3. Enfin l'éloge adressé aux chrétiens de Thessalonique est d'autant plus flatteur, que l'apôtre se plaît à leur assigner la première place parmi tous les Grecs récemment convertis. Il les représente comme ayant donné l'exemple ailleurs, et comme étant justement récompensés de cette glorieuse initiative par la renommée dont ils jouissaient partout. La construction syntactique du v. 8 présente une petite difficulté. Si l'on s'attache à la lettre, exactement rendue par notre traduction, Paul dit que la réputation bien méritée des Thessaloniciens a pénétré avec l’Évangile non seulement en Macédoine et en Achaïe, mais partout ailleurs. Or, nous ne sachions pas que l'Évangile ait été prêché dans d'autres pays encore que dans ces deux provinces, depuis l'arrivée de Paul à Corinthe et avant la rédaction de la présente épître. Ainsi, à moins d'assigner à celle-ci une époque bien postérieure, il faudra admettre une légère inexactitude dans la forme de la phrase: non seulement la parole de Dieu s'est répandue dans toute la Grèce depuis votre conversion, mais votre nom et votre exemple s'est partout recommandé en même temps. Le premier de ces deux faits pouvait encore être inconnu aux lecteurs et devait les réjouir autant que le second. Du reste, quand Paul affirme que les nouveaux convertis des autres parties de la Grèce sont eux-mêmes les premiers à vanter leurs frères de Thessalonique, sans que lui ait besoin de leur rien dire, il ne faut pas s'exagérer la portée de cette phrase. La première nouvelle de rétablissement du christianisme à Thessalonique n'a pas, sans doute, pénétré en Achaïe sans que l'apôtre y fût pour quelque chose, mais l'appréciation du fait se faisait spontanément et sans aucun effort de sa part.
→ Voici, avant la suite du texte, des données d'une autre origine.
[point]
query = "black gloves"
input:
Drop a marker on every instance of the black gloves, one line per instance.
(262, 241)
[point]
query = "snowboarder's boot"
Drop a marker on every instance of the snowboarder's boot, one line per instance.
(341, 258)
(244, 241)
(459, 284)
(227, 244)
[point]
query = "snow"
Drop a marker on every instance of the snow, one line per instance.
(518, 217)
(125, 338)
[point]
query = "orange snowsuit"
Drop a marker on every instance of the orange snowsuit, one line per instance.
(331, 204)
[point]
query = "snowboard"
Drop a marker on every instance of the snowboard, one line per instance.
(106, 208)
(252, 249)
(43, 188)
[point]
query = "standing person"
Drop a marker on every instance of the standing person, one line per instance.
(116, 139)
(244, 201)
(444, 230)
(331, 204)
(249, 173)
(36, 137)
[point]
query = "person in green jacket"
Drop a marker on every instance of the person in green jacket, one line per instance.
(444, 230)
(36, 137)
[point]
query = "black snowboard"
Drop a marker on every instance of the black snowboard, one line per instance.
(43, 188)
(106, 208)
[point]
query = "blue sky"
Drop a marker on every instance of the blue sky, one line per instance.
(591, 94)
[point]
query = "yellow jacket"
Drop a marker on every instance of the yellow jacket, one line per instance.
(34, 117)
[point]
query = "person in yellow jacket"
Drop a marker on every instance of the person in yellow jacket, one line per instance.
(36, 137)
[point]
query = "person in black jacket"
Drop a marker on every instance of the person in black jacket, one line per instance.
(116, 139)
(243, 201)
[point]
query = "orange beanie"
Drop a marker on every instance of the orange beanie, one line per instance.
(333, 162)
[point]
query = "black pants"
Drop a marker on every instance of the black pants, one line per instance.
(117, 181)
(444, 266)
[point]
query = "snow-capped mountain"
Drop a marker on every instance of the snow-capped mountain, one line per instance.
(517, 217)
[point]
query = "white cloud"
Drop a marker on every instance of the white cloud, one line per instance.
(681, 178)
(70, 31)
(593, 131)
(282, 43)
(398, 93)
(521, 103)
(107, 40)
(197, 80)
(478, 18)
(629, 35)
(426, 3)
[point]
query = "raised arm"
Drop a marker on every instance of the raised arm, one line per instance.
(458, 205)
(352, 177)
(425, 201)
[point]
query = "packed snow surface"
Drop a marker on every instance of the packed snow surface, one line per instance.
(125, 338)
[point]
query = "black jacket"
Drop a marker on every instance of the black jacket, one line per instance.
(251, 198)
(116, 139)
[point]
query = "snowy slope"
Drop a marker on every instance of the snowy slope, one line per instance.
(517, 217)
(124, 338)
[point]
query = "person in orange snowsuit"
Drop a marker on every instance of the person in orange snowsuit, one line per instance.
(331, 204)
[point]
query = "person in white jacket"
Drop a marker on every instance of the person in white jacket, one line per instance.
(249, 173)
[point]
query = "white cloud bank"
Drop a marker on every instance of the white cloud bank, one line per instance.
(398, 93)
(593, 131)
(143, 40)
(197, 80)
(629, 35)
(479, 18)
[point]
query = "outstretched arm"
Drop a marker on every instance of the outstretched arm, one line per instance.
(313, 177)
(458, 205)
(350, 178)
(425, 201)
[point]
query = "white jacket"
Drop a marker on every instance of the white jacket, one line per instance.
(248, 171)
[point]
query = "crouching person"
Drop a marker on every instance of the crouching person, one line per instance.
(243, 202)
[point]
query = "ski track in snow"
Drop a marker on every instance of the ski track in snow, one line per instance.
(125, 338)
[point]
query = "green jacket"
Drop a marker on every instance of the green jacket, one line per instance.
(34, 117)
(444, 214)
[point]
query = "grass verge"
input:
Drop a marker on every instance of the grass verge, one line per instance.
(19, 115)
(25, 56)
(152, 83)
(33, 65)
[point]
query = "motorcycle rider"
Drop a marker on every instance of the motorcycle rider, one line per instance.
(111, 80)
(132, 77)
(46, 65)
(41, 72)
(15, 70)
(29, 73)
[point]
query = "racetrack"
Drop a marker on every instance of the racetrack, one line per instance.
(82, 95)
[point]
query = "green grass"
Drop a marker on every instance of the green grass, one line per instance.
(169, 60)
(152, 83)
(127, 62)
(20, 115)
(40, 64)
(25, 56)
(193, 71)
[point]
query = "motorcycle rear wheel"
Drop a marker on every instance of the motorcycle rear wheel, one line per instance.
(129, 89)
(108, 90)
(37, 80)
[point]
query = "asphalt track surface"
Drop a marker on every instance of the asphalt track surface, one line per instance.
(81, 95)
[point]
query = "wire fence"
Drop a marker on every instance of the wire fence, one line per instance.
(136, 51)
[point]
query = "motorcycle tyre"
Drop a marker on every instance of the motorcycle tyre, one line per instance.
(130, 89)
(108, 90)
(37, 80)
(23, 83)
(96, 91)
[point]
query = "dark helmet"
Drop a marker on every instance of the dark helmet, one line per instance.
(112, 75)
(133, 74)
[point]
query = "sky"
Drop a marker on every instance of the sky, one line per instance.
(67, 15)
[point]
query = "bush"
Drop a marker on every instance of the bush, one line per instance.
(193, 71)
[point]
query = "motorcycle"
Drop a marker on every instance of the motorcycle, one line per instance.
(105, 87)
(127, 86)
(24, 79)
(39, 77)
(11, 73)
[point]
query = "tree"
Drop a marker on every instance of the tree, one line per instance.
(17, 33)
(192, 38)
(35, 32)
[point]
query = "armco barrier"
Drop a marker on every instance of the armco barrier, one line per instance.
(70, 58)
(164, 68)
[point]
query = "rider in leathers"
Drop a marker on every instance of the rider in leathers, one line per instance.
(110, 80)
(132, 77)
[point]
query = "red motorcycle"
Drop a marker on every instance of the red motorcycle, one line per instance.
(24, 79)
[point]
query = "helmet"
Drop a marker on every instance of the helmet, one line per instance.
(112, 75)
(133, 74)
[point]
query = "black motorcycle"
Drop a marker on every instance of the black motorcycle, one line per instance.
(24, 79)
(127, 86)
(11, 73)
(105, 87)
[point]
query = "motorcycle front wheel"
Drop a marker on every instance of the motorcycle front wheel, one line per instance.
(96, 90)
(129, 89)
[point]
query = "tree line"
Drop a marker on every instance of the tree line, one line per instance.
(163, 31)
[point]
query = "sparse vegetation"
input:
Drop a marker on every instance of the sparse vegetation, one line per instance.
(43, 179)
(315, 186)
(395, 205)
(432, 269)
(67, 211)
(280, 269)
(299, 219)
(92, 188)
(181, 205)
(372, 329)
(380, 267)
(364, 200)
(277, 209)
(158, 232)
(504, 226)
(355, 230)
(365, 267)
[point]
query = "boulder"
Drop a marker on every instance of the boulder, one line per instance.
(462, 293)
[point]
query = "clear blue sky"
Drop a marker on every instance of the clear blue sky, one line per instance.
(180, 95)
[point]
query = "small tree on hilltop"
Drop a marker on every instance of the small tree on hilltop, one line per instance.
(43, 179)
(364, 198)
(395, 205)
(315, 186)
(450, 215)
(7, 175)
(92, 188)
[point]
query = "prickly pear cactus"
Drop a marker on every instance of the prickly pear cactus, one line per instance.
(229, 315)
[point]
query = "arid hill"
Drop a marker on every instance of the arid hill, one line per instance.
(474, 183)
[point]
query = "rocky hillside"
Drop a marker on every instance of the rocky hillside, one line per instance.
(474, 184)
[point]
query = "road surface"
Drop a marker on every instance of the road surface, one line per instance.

La conversion au christianisme est signalée dans le dernier verset, par voie d'analyse, comme comprenant: 1° la renonciation au culte des idoles et la foi au seul vrai Dieu, 2° l'espérance en Christ, le futur juge et roi, dont le retour est attendu. Ces deux faits, positivement fondamentaux dans la prédication apostolique et épuisant peut-être le programme de plus d'un missionnaire judéo-chrétien, ne doivent pas être envisagés ici comme résumant à eux seuls tout l’Évangile, surtout ce que Paul appelait son Évangile (Gal. I, 6 ss.). En ajoutant la mention de Jésus ressuscité et sauveur, l'apôtre ne complète sa définition que dans une mesure imparfaite. Aussi bien n'éprouvait-il pas le besoin immédiat de placer ici une formule plus détaillée. La résurrection de Christ est la garantie de celle des fidèles; la colère de Dieu étant apaisée par l'intervention de Christ, cette résurrection apparaît comme un fait réjouissant. C'est tout ce qu'il fallait dans cette circonstance. Le développement théologique de ces points de doctrine pouvait être réservé pour une autre occasion.